Beralih ke zona selanjutnya yaitu Zona Ilmu Pengetahuan dan Teknologi (IPTEK) di mana ada banyak alat-alat peraga IPTEK yang seharusnya bisa digunakan. Yang menarik dari alat-alat ini salah duanya adalah alat yang bentuknya seperti sederet pipa yang memanjang ke atas dan dua lubang di ujung pipa menghadap ke depan dan ke atas. Alat ini bisa menghasilkan bunyi jika dipukul pada ujung pipa yang menghadap ke atas. Ada 7 tangga nada, yang beberapa diantaranya kurang merdu suaranya. Kemudian yang menarik selanjutnya adalah dua alat seperti pemancar sinyal berbentuk lingkaran seperti alat pemancar tv kabel, di mana dua alat ini diletakkan segaris tetapi dengan jarak 5 meter lebih. Masing-masing alat bisa berfungsi sebagai penghantar suara dan penerima suara. Mungkin ini cikal bakal dari telepon yang ada sekarang.

Tidak berhenti di sini, ternyata ada jembatan penghubung antara gedung pertama dan gedung kedua. Di jembatan penghubung ini lantainya dihiasi dengan prasasti-prasasti kecil di kiri dan kanan jalan. Kemudian di lantai 2 gedung kedua merupakan Zona Koleksi Kesenian. Koleksi yang dipamerkan adalah koleksi kesenian khas Jawa Timur. Terdapat Reog, Jaran Kepang, Gamelan, Wayang, dan lainnya. Setelah puas berkeliling, kami pun turun ke lantai 1. Lantai 1 dari gedung ini berisi busana pengantin Jawa Timuran yang didominasi warna emas, merah, kuning dan hitam. Ada juga kursi-kursi yang berjejer dan layar proyektor yang mungkin bisa digunakan untuk menonton film atau mengajar.

Saya senang bisa ke museum ini karena belum pernah mengunjunginya. Akan tetapi ada beberapa hal yang bisa diperbaiki. Salah satunya adalah papan informasi yang berada di atas kotak kaca sudah bagus dan informatif. Sayangnya ada beberapa koleksi yang diberi nomor dan di atas tidak terdapat nomor tersebut atau di informasinya ada nomor-nomornya sedangkan koleksinya tidak diberi nomor. Hal ini membuat pengunjung bingung. Kemudian soal pencahayaan. Karena waktu itu pagi hari saya kira memang sudah sepantasnya lampunya dimatikan. Namun beberapa ruangan tidak memiliki cahaya yang cukup, sehingga terjadi gelap, terutama di bagian Hindu-Buddha serta Zona Koleksi Kesenian. Kondisi dari alat-alat IPTEK juga kurang terawat dan kurang informasi. Sehingga yang seharusnya bisa digunakan, hanya beberapa saja yang bisa, yang lain tidak. Kemudian soal jeruji besi yang mengunci akses ke Hiasan Garudeya dan koleksi keemasan lainnya membuat pengunjung tidak bisa melihat koleksi lain selain Hiasan Garudeya tersebut. Ini semestinya bisa dicarikan solusi. Di sisi lain Museum Mpu Tantular memiliki banyak koleksi dan ada informasi tertulis yang diberikan. Koleksi-koleksi ini, jika pencahayaan ruangan, informasi, kondisi alat IPTEK dan jeruji besi ini diperbaiki maka akan lebih baik dan menarik orang-orang untuk datang.

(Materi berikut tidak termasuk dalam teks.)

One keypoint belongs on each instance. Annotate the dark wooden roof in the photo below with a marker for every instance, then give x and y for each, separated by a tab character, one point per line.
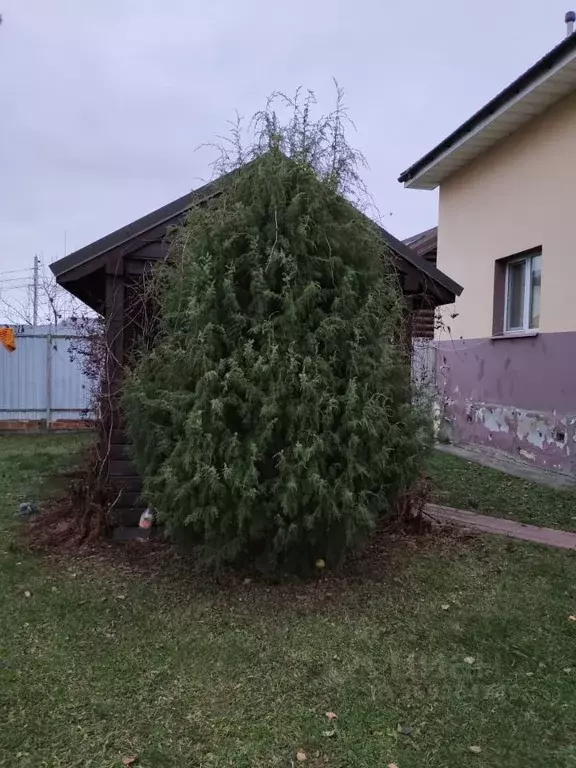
123	241
511	92
424	243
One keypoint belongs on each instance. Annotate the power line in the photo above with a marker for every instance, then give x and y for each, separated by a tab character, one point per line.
14	271
12	280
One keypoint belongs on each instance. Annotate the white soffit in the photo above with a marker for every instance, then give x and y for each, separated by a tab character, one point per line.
544	92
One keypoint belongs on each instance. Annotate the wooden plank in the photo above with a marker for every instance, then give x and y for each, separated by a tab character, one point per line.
119	437
122	468
127	517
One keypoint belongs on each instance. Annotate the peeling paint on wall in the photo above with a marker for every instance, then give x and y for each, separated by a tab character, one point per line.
537	373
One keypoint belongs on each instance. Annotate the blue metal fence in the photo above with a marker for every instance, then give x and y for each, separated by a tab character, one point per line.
39	381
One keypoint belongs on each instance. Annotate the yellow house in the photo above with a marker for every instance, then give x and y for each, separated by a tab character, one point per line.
506	360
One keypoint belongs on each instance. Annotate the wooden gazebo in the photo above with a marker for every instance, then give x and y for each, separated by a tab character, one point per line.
105	274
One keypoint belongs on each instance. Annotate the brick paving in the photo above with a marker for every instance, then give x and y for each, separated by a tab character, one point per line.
497	525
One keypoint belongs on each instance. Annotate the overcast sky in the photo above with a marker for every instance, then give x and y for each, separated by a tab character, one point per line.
102	104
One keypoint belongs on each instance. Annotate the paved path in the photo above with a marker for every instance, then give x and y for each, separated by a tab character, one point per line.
548	536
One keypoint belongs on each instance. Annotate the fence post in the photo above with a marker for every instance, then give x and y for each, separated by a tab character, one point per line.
48	379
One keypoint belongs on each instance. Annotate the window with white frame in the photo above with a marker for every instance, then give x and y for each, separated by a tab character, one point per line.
522	304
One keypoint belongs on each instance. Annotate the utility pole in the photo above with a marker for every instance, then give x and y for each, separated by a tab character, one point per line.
35	299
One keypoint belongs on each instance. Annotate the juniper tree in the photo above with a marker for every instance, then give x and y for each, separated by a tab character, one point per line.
272	417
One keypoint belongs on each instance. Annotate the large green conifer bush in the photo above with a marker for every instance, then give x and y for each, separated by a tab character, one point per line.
272	418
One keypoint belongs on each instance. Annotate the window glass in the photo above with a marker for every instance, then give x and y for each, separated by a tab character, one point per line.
535	283
516	289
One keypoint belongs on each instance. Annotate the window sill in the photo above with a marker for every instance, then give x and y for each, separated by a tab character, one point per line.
515	335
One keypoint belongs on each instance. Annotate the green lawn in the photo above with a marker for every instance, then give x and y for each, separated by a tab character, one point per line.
467	485
101	659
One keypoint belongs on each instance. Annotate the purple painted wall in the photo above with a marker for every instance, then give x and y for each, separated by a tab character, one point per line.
514	394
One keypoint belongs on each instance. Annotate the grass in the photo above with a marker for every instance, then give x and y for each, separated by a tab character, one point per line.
105	660
466	485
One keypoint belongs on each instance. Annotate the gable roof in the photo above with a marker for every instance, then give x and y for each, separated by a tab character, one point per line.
424	243
547	81
123	241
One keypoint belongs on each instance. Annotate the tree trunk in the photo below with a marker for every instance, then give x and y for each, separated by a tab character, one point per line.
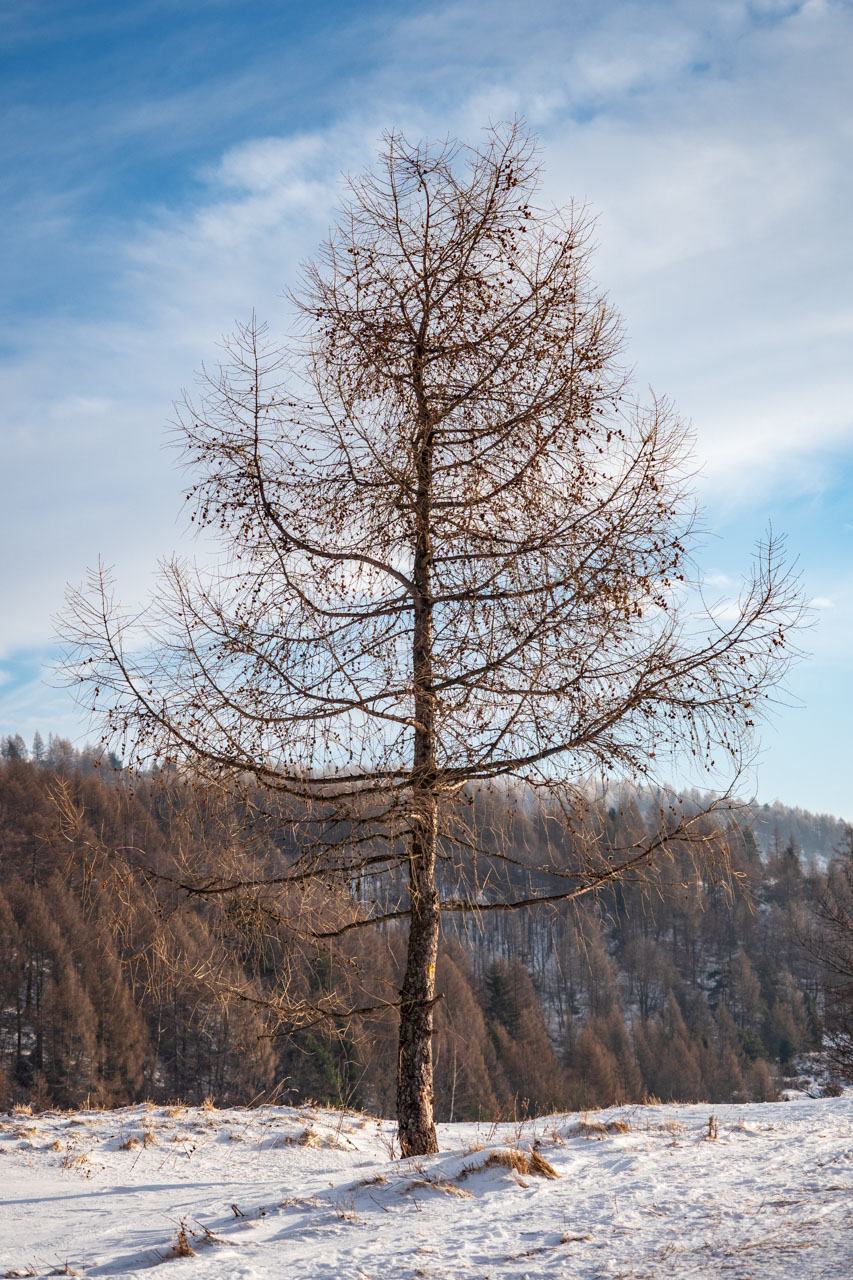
418	993
418	996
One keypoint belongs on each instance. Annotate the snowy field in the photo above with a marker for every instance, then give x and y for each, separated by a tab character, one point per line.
761	1191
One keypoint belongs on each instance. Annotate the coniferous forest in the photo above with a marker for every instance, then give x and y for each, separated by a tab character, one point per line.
115	986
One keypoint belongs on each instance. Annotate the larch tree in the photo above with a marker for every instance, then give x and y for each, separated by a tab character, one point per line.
455	551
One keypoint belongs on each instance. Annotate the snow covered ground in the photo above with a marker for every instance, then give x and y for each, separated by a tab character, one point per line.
761	1191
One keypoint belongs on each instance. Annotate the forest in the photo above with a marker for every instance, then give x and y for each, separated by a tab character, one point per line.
117	986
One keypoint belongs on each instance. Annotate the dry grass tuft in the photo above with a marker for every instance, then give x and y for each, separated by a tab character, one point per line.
182	1248
539	1166
441	1184
520	1162
598	1128
309	1138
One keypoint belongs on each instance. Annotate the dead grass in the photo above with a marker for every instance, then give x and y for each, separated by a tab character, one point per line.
439	1184
182	1248
309	1138
524	1164
598	1128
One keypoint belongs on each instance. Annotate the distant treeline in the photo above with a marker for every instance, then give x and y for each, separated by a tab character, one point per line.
115	987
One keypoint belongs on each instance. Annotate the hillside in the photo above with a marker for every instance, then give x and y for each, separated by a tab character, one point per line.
757	1191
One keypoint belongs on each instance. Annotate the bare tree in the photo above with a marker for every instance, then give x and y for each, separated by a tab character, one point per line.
455	552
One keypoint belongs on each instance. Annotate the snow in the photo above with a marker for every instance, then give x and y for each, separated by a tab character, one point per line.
281	1193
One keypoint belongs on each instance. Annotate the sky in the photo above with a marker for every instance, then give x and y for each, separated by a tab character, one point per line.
167	165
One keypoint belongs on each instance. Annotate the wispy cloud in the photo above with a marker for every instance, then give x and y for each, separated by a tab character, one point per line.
150	210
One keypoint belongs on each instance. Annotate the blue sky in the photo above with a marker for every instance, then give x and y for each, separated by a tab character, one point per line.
165	165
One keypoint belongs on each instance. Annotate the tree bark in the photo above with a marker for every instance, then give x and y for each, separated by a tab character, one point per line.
415	1121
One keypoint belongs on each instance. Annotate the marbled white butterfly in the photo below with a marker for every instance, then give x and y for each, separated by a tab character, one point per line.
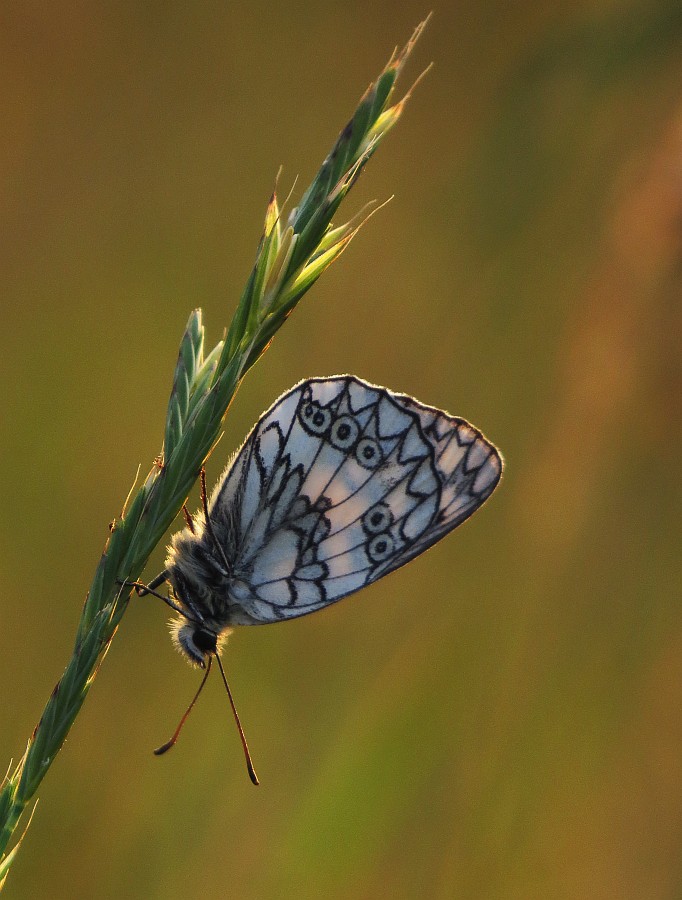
339	483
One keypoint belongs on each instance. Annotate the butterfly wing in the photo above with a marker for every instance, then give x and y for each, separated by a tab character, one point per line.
339	483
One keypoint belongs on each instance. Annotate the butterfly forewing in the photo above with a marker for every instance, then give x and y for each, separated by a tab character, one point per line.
339	483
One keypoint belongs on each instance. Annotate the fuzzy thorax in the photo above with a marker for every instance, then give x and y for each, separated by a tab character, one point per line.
195	643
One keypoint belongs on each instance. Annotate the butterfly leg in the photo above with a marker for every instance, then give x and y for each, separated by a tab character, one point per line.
142	589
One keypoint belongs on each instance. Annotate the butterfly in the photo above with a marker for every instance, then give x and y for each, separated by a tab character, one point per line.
339	483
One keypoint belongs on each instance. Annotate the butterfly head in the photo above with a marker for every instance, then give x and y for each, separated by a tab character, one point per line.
197	643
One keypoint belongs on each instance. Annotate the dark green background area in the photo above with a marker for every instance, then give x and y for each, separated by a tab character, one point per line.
502	718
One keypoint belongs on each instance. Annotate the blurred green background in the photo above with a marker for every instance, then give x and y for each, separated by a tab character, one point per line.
502	718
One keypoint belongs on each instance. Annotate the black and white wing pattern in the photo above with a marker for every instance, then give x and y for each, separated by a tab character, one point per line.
339	483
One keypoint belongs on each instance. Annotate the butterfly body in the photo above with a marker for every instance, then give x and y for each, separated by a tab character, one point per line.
339	483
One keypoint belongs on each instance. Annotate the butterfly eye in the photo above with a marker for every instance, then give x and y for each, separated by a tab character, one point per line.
368	453
377	519
380	547
316	419
344	432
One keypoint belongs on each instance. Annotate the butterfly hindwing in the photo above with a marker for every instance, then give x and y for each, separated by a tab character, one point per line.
339	483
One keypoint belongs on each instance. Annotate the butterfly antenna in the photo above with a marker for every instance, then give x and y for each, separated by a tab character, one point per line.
171	743
247	755
207	521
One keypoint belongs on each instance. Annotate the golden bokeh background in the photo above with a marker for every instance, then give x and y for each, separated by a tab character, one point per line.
502	718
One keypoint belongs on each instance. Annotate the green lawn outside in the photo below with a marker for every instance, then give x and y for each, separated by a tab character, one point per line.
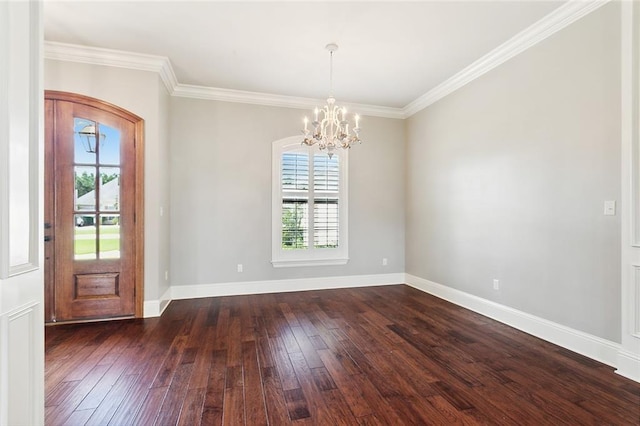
104	229
89	246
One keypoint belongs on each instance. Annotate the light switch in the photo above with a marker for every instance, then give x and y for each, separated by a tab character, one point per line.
610	208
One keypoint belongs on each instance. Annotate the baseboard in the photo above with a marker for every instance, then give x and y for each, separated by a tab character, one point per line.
281	286
155	308
628	365
585	344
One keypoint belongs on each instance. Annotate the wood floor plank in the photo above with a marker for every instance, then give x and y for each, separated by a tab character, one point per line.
388	355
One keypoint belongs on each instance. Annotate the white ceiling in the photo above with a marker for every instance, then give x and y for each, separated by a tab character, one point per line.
390	54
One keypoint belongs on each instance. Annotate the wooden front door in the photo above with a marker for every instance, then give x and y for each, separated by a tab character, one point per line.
93	229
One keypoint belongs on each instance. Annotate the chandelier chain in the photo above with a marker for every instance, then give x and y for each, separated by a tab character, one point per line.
332	129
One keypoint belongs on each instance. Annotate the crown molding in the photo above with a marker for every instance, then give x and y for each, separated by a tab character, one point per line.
162	65
544	28
268	99
113	58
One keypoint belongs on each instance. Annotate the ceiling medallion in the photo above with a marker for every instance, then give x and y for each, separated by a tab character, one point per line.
331	130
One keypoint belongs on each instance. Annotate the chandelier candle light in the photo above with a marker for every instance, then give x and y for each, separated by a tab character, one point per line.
333	130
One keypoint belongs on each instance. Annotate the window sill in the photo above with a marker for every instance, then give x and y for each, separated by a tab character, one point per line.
308	262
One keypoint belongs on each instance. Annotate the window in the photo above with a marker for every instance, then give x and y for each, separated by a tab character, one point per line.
309	205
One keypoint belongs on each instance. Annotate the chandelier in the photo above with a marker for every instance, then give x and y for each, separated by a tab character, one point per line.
331	131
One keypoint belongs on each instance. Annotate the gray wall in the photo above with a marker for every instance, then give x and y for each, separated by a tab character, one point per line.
506	179
221	194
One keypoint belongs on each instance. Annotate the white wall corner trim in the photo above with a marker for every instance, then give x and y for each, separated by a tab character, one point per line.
628	365
560	18
281	286
155	308
113	58
585	344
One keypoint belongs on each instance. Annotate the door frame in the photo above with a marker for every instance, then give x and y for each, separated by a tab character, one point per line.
138	186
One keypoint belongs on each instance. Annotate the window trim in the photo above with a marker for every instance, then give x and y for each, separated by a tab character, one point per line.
310	256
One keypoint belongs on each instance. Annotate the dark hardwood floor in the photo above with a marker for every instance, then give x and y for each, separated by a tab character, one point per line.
387	355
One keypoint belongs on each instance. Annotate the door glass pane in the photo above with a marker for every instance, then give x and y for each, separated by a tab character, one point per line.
109	188
110	145
84	239
85	185
84	151
110	236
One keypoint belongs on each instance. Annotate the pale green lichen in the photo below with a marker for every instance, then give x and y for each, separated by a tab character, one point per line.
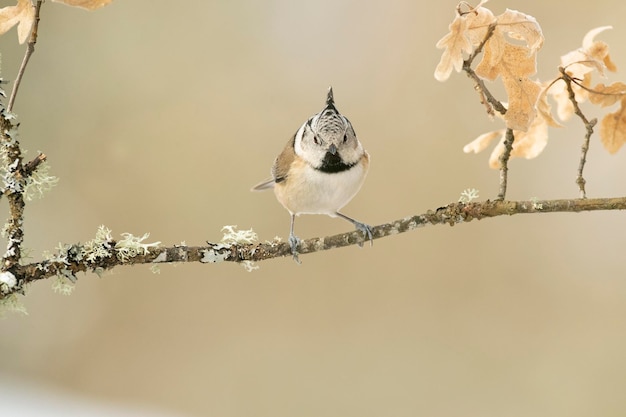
39	182
212	256
233	236
249	266
12	303
63	285
536	204
468	195
100	247
7	282
131	246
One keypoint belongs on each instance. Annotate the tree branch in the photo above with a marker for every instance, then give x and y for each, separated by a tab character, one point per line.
589	125
70	263
30	49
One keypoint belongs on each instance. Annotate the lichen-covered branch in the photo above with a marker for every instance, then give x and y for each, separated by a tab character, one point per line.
105	253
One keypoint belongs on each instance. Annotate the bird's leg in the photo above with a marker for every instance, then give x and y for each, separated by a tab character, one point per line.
294	240
367	230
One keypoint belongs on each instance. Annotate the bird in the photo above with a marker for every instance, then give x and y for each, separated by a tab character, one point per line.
320	170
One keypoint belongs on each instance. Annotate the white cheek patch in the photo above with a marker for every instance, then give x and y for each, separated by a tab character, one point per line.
298	142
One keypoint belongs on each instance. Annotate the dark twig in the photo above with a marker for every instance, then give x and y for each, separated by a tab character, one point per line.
504	162
589	125
30	49
486	98
491	103
456	213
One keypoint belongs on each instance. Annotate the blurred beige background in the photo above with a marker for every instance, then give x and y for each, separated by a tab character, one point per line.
159	116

Museum Mpu Tantular sendiri berdiri sebagai bentuk pelestarian budaya atau cagar budaya. Sebagai cagar budaya tentu saja memiliki fungsi-fungsi. Beberapa fungsi dari cagar budaya adalah sebagai dokumentasi peninggalan-peninggalan sejarah, tempat pembelajaran sejarah dan budaya dan tidak kalah menariknya Museum Mpu Tantular ini juga bisa digunakan sebagai tempat wisata sejarah dan budaya. Tentu saja dengan perawatan dan inovasi-inovasi untuk mempromosikan museum ini, akan menjadi destinasi wisata, studi dan pelestarian budaya yang bisa dibanggakan.

Berkunjung ke Museum Mpu Tantular sungguh menambah pengetahuan dan kesan baru akan museum-museum Indonesia. Tentu ada hal-hal yang perlu diapresiasi dan juga diatur untuk lebih baik lagi. Ini hanya sebuah saran dari mata seorang pengunjung museum, yaitu bahwa museum ini perlu memiliki Tour Guide yang menjelaskan koleksi-koleksi secara lisan. Sebab orang Indonesia pada umumnya lebih gemar jika dilayani atau diberikan pengetahuan secara lisan dibanding membaca. Kesan saya saat melihat Museum Mpu Tantular ini sebenarnya senang sekaligus miris. Mengutip presiden pertama RI, Bung Karno yang mengatakan : “Jangan sekali-kali meninggalkan sejarah.” Maka di akhir tulisan ini, saya akan melengkapi dengan : “Sekali-kali bolehlah mampir ke museum untuk mendekatkan diri pada sejarah tentang negara dan budaya.”